В переполненном кафе он выглядел так неуместно! Я тяжело вздохнул и решил, что опасность мне не грозит; никто, кроме восточных торговцев, не употребляет французский язык придворных восемнадцатого века.
– Не рассержусь, – с улыбкой ответил я, – по той простой причине, что, кроме времени, у меня больше нечего отнимать. Возможно, это вас огорчит, но такова ужасная правда.
Мой собеседник улыбнулся еще шире и заметил, что пропажа земных богатств увеличивает богатство даров, которыми нас наделил Господь.
– Конечно, старина, – добродушно согласился я, – но вряд ли представители вашей профессии могут предоставить скидку на чек, выписанный Его банком…
Какое-то время он стоял точно громом пораженный, но потом снова улыбнулся.
– Представители моей профессии, – тихо заметил он, – не интересуются чеками иного рода.
На сей раз я сдался.
– Садитесь, – покорно сказал я, – и попробуем обменять материальные ценности на нематериальные. Что у вас, изумруды или рубины?
Он покосился на столики вокруг и покачал головой.
– Предпочел бы получить аудиенцию наедине, у вас на квартире.

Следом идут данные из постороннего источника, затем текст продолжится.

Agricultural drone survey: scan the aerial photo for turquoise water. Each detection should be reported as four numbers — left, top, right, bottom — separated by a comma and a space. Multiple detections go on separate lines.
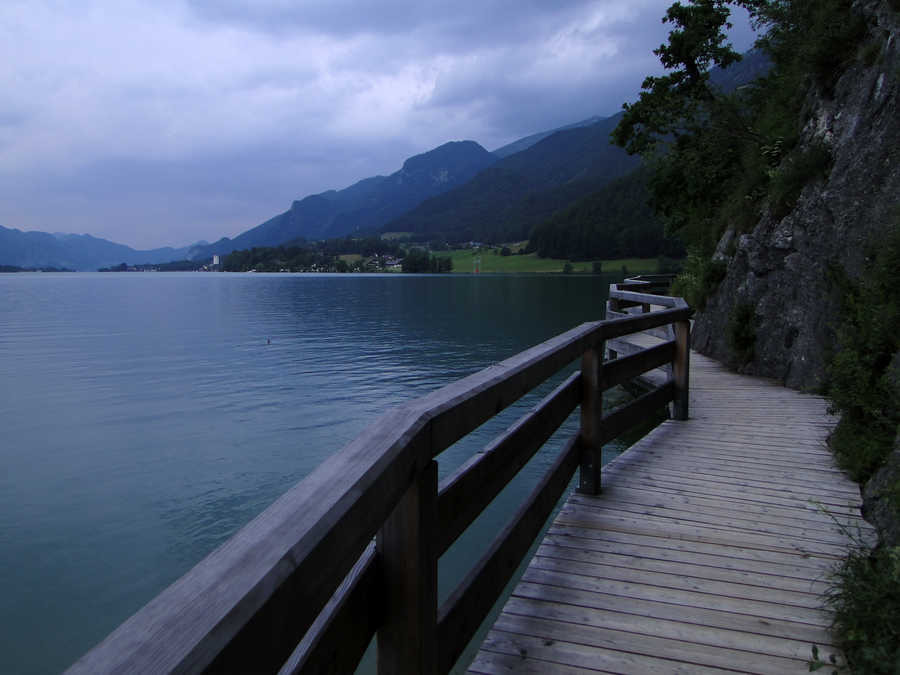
0, 273, 624, 673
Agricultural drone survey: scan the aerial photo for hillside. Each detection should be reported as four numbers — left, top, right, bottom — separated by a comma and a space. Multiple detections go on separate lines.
197, 141, 496, 256
529, 167, 684, 260
616, 0, 900, 674
0, 227, 195, 271
384, 115, 639, 241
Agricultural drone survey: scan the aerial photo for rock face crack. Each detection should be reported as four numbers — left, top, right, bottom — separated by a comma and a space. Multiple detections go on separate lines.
693, 0, 900, 389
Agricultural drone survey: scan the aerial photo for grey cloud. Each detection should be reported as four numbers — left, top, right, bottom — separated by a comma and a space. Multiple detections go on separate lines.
0, 0, 749, 247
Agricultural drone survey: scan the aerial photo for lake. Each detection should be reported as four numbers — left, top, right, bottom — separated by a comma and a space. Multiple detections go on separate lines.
0, 273, 632, 673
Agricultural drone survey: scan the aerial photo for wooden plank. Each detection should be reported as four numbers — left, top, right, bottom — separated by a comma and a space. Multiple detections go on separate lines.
438, 436, 580, 673
436, 373, 581, 555
468, 650, 603, 675
504, 592, 829, 666
495, 598, 824, 675
544, 524, 827, 584
516, 566, 834, 646
535, 538, 828, 596
598, 382, 674, 444
557, 507, 846, 560
278, 543, 385, 675
516, 569, 831, 632
569, 481, 860, 539
484, 624, 734, 675
672, 321, 691, 420
377, 461, 443, 675
578, 343, 606, 495
531, 556, 821, 610
603, 341, 675, 389
610, 289, 686, 307
70, 407, 428, 673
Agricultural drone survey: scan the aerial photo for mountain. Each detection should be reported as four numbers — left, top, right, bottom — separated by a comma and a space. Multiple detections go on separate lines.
0, 226, 190, 270
195, 141, 497, 256
529, 166, 684, 260
494, 115, 603, 159
383, 113, 640, 241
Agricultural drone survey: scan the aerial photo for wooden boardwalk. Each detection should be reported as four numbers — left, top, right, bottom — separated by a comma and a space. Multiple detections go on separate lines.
469, 346, 871, 673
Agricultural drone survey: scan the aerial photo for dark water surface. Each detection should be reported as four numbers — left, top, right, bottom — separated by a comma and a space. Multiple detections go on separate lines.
0, 273, 624, 673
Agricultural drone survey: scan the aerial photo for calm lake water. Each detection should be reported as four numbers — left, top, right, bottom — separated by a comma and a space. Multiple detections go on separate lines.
0, 273, 628, 673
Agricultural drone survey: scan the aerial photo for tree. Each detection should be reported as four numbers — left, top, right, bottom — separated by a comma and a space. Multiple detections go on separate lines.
612, 0, 746, 154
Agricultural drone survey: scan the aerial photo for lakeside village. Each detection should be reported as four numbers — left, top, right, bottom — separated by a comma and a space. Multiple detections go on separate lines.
89, 238, 652, 274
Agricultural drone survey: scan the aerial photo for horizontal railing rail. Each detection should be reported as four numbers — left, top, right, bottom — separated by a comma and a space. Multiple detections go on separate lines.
70, 279, 691, 674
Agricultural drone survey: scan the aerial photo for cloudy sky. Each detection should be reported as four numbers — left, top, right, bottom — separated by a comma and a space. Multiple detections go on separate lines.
0, 0, 752, 248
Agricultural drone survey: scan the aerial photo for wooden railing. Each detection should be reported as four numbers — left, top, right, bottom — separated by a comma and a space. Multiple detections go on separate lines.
70, 278, 690, 674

Его упорство меня озадачило. Должно быть, он величайший торговец Востока, раз обладает таким даром убеждения! Чтобы скорее закончить странный разговор, я объяснил, что у меня нет квартиры в Монте-Карло, что я сегодня же возвращаюсь в Эз и ему нет никакого смысла тратить на меня свое время.
Мои слова его, казалось, опечалили. Улыбка исчезла, и он замолчал. Я надеялся, что он встанет и уйдет.

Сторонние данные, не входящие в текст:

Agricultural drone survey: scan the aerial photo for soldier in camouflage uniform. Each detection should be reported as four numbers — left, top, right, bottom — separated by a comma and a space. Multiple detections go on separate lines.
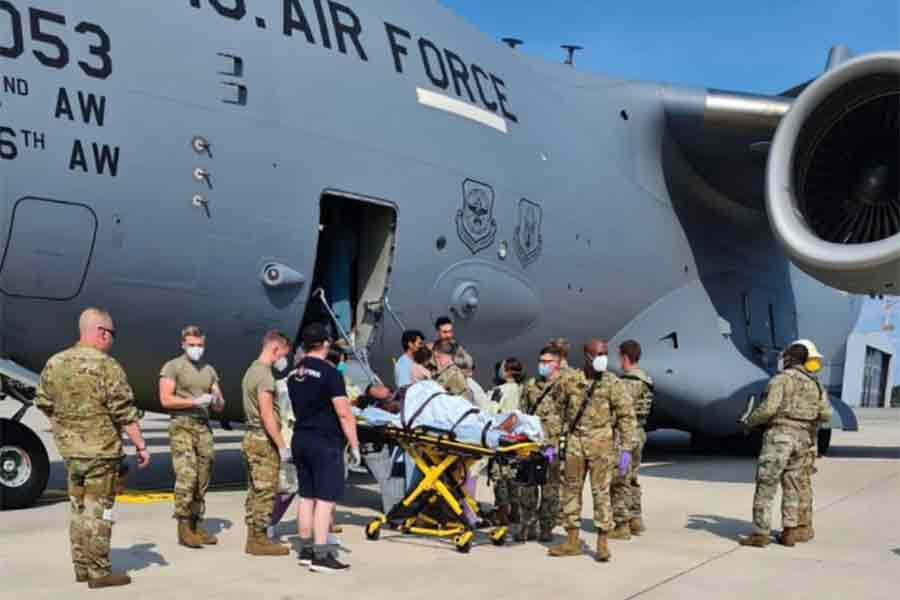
35, 308, 150, 588
241, 331, 291, 556
434, 340, 471, 401
159, 326, 225, 548
550, 340, 636, 562
516, 346, 571, 542
609, 340, 653, 540
741, 340, 831, 548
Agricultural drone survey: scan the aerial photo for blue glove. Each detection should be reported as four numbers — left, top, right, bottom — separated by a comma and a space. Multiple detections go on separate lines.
619, 450, 631, 475
544, 446, 557, 465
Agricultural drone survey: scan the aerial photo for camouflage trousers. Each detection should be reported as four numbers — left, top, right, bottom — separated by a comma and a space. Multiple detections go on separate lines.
241, 430, 281, 532
609, 427, 647, 524
797, 446, 818, 527
519, 463, 561, 531
169, 417, 215, 519
562, 435, 614, 532
65, 458, 122, 579
490, 465, 522, 508
753, 426, 812, 536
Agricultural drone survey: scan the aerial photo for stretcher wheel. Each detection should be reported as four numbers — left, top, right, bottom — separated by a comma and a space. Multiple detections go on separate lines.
491, 527, 509, 546
366, 519, 383, 542
454, 531, 475, 554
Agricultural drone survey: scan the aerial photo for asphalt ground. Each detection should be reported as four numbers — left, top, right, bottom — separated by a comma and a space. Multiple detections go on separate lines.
0, 403, 900, 600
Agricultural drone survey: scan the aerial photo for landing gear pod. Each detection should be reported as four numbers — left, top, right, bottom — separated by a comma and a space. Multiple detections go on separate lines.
0, 419, 50, 510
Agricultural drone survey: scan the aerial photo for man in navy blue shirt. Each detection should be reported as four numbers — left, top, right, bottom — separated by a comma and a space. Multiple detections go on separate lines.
287, 323, 361, 572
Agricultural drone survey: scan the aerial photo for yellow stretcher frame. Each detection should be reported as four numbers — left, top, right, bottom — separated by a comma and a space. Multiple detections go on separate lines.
359, 423, 541, 554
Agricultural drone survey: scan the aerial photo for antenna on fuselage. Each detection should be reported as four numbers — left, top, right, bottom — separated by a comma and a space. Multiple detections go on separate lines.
560, 44, 584, 67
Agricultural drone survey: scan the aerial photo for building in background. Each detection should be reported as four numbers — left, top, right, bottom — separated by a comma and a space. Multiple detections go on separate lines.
841, 332, 895, 408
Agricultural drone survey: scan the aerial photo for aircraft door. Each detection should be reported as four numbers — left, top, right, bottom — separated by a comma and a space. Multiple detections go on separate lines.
0, 197, 97, 300
301, 192, 397, 350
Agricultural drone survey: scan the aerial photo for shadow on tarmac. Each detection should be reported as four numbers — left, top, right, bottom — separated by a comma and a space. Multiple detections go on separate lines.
110, 542, 169, 571
685, 515, 753, 542
825, 446, 900, 460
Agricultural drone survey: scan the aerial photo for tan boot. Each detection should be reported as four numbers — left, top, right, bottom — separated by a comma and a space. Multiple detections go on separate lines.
244, 531, 289, 556
778, 527, 797, 548
740, 533, 769, 548
178, 519, 203, 548
628, 517, 647, 535
594, 531, 612, 562
609, 523, 631, 542
547, 529, 581, 557
88, 573, 131, 590
191, 517, 219, 546
516, 525, 537, 544
538, 527, 553, 544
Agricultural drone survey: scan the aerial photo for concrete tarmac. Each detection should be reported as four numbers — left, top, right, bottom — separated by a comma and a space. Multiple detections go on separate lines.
0, 407, 900, 600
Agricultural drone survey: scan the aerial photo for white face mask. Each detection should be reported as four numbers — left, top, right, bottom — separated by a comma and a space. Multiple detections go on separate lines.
184, 346, 206, 362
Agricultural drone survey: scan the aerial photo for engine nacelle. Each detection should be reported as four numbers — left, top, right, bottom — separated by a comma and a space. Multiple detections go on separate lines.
766, 52, 900, 294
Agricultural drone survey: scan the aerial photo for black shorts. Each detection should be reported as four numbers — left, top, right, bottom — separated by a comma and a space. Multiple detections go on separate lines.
291, 431, 344, 502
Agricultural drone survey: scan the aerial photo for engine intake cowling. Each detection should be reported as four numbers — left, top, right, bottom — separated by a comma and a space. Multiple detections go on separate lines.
766, 52, 900, 294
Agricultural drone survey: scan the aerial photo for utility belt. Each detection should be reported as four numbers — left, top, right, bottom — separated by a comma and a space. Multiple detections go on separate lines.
770, 417, 818, 432
170, 413, 209, 427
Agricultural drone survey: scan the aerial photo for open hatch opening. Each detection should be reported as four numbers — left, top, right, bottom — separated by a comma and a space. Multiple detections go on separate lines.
297, 192, 397, 349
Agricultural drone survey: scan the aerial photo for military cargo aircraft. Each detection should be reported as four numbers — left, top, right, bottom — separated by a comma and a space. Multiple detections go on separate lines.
0, 0, 900, 508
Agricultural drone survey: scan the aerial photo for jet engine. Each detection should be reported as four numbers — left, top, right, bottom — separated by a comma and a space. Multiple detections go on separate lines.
766, 52, 900, 294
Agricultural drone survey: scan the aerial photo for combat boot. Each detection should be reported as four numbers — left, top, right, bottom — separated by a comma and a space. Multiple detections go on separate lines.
178, 519, 203, 548
538, 526, 553, 544
594, 531, 612, 562
778, 527, 797, 548
516, 525, 537, 544
547, 529, 581, 557
608, 523, 631, 542
628, 517, 647, 535
88, 573, 131, 590
191, 517, 219, 546
740, 533, 769, 548
244, 531, 290, 556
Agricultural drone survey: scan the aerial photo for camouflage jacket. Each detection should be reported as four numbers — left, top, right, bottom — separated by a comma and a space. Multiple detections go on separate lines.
746, 367, 831, 429
619, 367, 653, 428
35, 344, 138, 458
519, 368, 583, 446
563, 371, 637, 450
434, 365, 472, 402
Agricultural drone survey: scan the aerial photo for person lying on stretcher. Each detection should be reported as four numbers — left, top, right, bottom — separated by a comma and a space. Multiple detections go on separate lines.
360, 381, 544, 448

– Не будет ли слишком большой дерзостью с моей стороны, – вдруг решительно заговорил он, глядя на меня своими черными глазками, – предложить монсеньору зайти ко мне в «Отель де Пари»?

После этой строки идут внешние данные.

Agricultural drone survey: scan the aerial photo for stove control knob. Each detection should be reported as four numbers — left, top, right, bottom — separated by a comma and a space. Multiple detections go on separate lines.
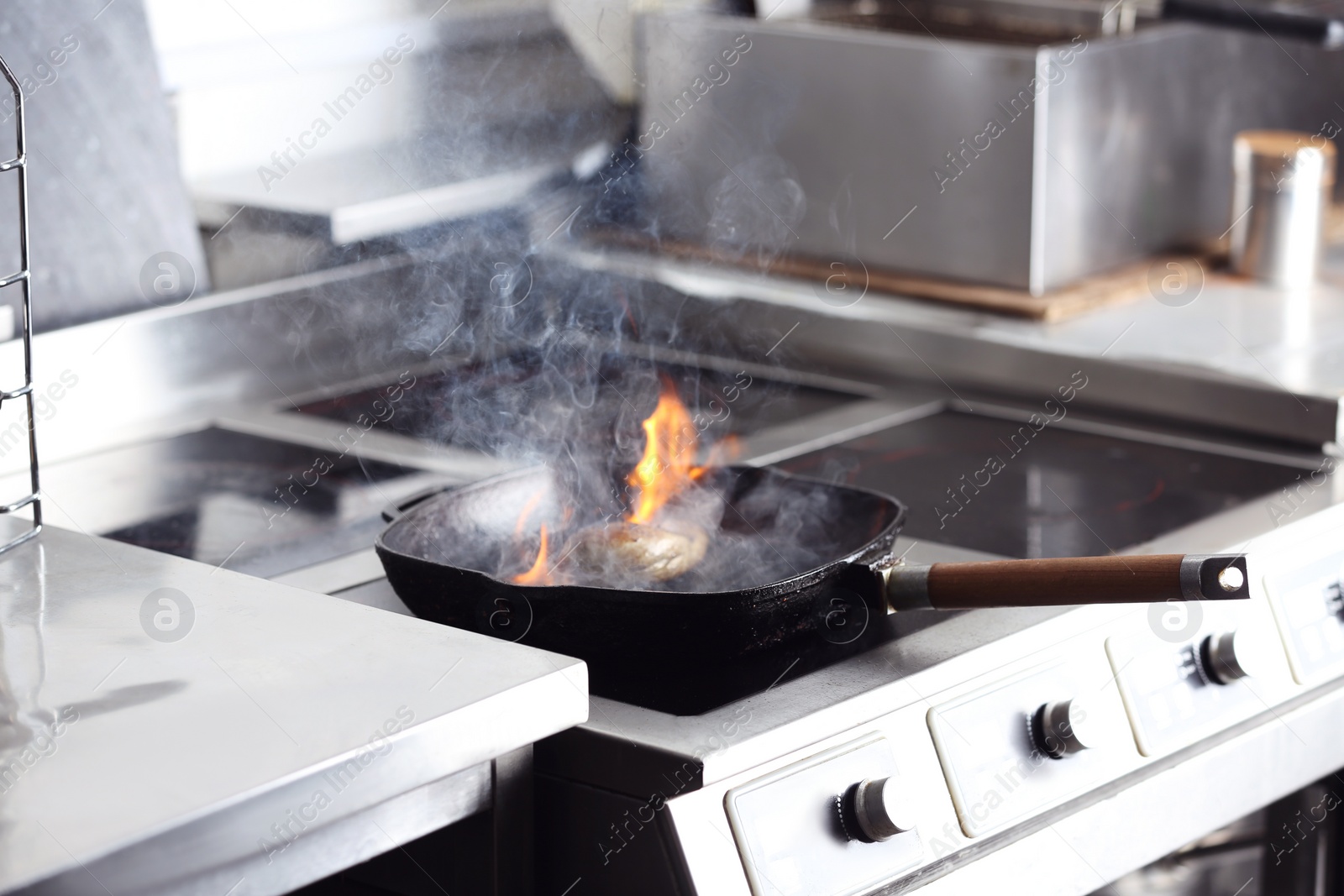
1031, 699, 1100, 759
1199, 631, 1262, 685
840, 778, 916, 844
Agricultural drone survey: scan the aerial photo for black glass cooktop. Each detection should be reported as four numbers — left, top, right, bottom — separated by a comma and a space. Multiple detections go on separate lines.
298, 347, 862, 464
89, 428, 428, 576
601, 411, 1301, 715
780, 411, 1302, 558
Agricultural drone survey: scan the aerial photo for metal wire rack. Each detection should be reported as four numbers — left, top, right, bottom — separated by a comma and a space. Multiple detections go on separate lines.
0, 59, 42, 553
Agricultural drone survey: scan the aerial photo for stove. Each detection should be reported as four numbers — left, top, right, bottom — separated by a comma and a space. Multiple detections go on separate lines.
18, 252, 1344, 896
524, 390, 1344, 896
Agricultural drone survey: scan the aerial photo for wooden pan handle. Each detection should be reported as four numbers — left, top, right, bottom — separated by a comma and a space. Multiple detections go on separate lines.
883, 553, 1250, 611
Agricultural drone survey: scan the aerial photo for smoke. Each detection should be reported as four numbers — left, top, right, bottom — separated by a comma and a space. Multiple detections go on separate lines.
386, 469, 860, 592
276, 10, 836, 589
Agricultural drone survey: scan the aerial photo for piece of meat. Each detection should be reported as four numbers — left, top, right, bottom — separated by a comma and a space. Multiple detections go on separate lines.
571, 522, 710, 585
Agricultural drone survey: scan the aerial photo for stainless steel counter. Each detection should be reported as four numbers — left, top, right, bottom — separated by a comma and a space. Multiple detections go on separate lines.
554, 243, 1344, 446
0, 521, 587, 896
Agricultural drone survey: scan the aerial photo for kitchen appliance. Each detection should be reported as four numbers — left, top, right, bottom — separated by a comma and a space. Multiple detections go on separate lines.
634, 3, 1344, 294
10, 233, 1344, 896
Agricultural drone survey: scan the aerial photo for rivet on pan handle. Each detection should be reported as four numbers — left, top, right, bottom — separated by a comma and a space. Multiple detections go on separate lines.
882, 553, 1250, 612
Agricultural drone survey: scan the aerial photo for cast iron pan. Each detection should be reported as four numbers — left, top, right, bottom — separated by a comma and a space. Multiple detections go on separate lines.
375, 466, 1250, 666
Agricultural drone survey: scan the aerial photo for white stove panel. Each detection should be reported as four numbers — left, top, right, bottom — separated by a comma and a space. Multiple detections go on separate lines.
929, 650, 1138, 837
1265, 548, 1344, 685
724, 736, 923, 896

– Послушайте, – не выдержал я, – разве вы не понимаете, что посещение ваших апартаментов лишь понапрасну отнимет время у нас обоих? Какими бы замечательными ни были ваши камни, у меня нет денег, чтобы их купить. Надеюсь, я выразился ясно?
– Вполне, – очень серьезно ответил мой собеседник, – и я только сейчас понял, что вы не шутите и в самом деле приняли меня за торговца камнями. Меня зовут Абуна Матеос. Я был уверен, что вы узнали меня, когда ответили на мой поклон…
Имя Абуна Матеос ничего для меня не значило, но при мысли о том, что я, возможно, оскорбил совершенно безобидного человека, я оставил попытки отделаться от него.
– Извините, пожалуйста, месье Матеос, – сказал я по возможности бодро, насколько это было возможно в моем положении, – но память у меня уже не та, что прежде. Должно быть, прошло немало времени с нашей последней встречи.
– Двадцать один год. Я имел честь обедать в вашем дворце в Санкт-Петербурге весной 1902 года.
Конечно, я кивнул, но пожалел, что не могу угадать хотя бы его национальность.